Sang lelaki mengulurkan tangannya ke arah Ciara, tetapi hanya dibalas dengan tatapan sinis dari mata gadis itu. Tampaknya Ciara sangat kesal atas insiden barusan, meskipun semua itu terjadi karena ulahnya yang berjalan tanpa melihat ke depan. Ciara pun bangkit sendiri tanpa bantuan si lelaki.


"Kamu gapapa Ciara? Ada yang luka? Kalau ada, biar saya bantu kamu ke UKS," tawar si pria.


"Gausah pak," ketus Ciara sambil membersihkan roknya yang sedikit kotor setelah terjatuh tadi.

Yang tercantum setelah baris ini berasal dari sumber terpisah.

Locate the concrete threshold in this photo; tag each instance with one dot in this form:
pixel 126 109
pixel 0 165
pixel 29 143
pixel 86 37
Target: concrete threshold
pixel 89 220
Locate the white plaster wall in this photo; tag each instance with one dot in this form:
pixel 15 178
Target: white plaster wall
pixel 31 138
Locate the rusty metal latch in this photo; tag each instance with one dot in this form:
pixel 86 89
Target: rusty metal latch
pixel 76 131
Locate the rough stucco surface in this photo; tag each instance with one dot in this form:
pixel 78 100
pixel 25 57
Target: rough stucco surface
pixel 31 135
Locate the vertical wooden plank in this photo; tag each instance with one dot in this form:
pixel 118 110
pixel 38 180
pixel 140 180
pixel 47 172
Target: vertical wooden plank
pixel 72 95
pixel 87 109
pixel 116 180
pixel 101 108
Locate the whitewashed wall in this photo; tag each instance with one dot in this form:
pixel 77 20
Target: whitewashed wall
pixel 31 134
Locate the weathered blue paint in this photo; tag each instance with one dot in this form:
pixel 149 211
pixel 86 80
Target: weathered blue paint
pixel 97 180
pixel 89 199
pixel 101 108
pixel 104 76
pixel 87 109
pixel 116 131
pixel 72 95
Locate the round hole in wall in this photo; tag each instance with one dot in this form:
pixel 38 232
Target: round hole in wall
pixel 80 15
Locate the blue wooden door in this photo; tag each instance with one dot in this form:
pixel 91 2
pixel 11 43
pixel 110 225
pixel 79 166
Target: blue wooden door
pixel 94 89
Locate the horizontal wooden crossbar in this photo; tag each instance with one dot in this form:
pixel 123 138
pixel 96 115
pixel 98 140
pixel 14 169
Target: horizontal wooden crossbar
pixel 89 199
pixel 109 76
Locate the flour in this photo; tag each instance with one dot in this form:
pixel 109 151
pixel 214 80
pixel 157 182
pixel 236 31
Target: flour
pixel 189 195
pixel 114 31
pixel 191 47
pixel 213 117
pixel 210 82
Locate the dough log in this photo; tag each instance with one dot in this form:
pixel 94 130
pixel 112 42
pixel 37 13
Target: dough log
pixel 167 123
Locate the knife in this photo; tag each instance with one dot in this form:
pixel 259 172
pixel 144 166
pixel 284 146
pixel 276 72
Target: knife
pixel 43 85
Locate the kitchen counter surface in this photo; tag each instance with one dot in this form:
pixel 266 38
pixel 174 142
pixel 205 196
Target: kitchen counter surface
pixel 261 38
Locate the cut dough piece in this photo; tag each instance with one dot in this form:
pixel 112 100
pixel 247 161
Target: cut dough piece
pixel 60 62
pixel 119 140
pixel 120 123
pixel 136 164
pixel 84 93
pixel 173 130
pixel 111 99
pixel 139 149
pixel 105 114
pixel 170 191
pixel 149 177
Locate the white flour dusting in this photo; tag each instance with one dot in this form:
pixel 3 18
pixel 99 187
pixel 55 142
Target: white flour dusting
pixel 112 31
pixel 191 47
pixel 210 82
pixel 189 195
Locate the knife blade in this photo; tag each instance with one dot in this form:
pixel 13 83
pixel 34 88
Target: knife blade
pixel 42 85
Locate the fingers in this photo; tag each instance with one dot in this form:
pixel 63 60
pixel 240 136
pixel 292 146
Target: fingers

Benar saja yang barusan bertabrakan dengan Ciara adalah Terry, guru magang di sekolah itu yang juga merupakan mantan cowok dating online yang pernah ditemui Ciara sebelumnya. Maka dari itu, Ciara masih agak canggung saat bertatapan langsung dengan Terry disana.


"Kamu itu kenapa sih Ciara? Ada yang salah sama saya? Kok kayaknya kamu gak suka banget ketemu sama saya?" tanya Terry pada intinya.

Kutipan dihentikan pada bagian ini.